Overseen by the Mohammed Bin Rashid Space Centre, the project was implemented in collaboration with local and international research teams. Based on Dubai Municipality’s requirements, MBRSC built the satellite in collaboration with the Space Flight Laboratory (SFL) at the University of Toronto, which has a successful history of launching satellites similar to DMSat-1.
The centre is also managing launch-related activities and developing advanced solutions to utilise the data generated by the mission. It will continue to support the project by managing the provision of data generated by the project to Dubai Municipality.
Dawoud Al Hajri, Director-General of Dubai Municipality, said that essential data provided by the DMSat-1 satellite will enable Dubai Municipality to respond to global environmental changes, identify steps to combat climate change and develop long-term environmental plans.
It will also help both sides environmental studies deliver tangible results by promoting academic research, boosting ecological monitoring and contributing to upcoming technological ventures.

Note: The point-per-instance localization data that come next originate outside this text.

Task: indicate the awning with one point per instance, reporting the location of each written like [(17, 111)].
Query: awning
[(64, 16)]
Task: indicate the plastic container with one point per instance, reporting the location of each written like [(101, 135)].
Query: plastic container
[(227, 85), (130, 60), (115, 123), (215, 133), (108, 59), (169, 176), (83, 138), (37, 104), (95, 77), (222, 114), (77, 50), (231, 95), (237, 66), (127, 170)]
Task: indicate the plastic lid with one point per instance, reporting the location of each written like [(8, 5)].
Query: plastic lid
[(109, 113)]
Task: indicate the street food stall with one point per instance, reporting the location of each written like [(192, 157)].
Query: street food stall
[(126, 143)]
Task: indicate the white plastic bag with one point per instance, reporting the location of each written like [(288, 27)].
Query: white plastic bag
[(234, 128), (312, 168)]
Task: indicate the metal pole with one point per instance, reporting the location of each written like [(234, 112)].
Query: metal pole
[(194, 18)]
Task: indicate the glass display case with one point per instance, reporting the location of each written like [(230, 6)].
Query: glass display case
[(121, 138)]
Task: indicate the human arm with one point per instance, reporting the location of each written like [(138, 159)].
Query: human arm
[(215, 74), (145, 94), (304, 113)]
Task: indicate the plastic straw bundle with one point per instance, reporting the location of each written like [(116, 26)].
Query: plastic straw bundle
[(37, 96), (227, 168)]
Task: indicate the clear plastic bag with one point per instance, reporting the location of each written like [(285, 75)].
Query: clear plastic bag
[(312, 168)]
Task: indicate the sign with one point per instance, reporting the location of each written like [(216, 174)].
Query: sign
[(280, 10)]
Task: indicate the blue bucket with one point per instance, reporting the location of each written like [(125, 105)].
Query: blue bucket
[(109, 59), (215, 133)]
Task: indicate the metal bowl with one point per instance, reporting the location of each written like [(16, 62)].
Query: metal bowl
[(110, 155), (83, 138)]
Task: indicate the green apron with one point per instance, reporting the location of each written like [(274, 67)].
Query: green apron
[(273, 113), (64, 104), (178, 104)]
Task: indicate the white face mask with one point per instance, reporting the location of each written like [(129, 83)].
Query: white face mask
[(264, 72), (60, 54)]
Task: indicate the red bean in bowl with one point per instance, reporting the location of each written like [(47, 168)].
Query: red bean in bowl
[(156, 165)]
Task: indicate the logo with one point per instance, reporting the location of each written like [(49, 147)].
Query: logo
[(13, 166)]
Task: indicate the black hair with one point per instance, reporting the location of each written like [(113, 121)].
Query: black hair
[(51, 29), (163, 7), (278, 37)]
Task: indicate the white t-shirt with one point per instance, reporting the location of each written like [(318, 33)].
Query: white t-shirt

Yousuf Hamad Al Shaibani, Director-General of MBRSC, said: “The emergence of new capabilities and competencies is helping the country expand its expertise in using space technology to provide solutions, develop different sectors and harness new horizons in this field. Local institutions are increasingly interested in the space sector and in utilising advanced scientific methods to meet challenges. The launch of the DMSat-1 satellite supports the UAE’s aspirations in this field.”
The launch of the satellite strengthens the UAE’s implementation of the Paris Climate Agreement, which requires the country to generate data on greenhouse gas emissions and build national capacities to study global warming.
On a local level, the DMSat-1 seeks to calculate the rate of carbon dioxide emissions in relation to GDP as outlined in the Dubai 2021 Plan, study the environmental impact of the Dubai Clean Energy Strategy 2050 and the results of the UAE Energy Strategy 2050, as well as contribute to the ‘National System for Greenhouse Gas Emissions Management’ that is part of the National Climate Change Plan 2017-2050.
A team of specialised engineers and project supervisors from the Mohammed Bin Rashid Space Centre have been based at the launch site at Baikonur Cosmodrome in Kazakhstan since February 25, 2021. The satellite was placed on the launch rocket on March 7, 2021, for initial preparations and tests which will continue until March 12, the last day of inspection of instruments before launch.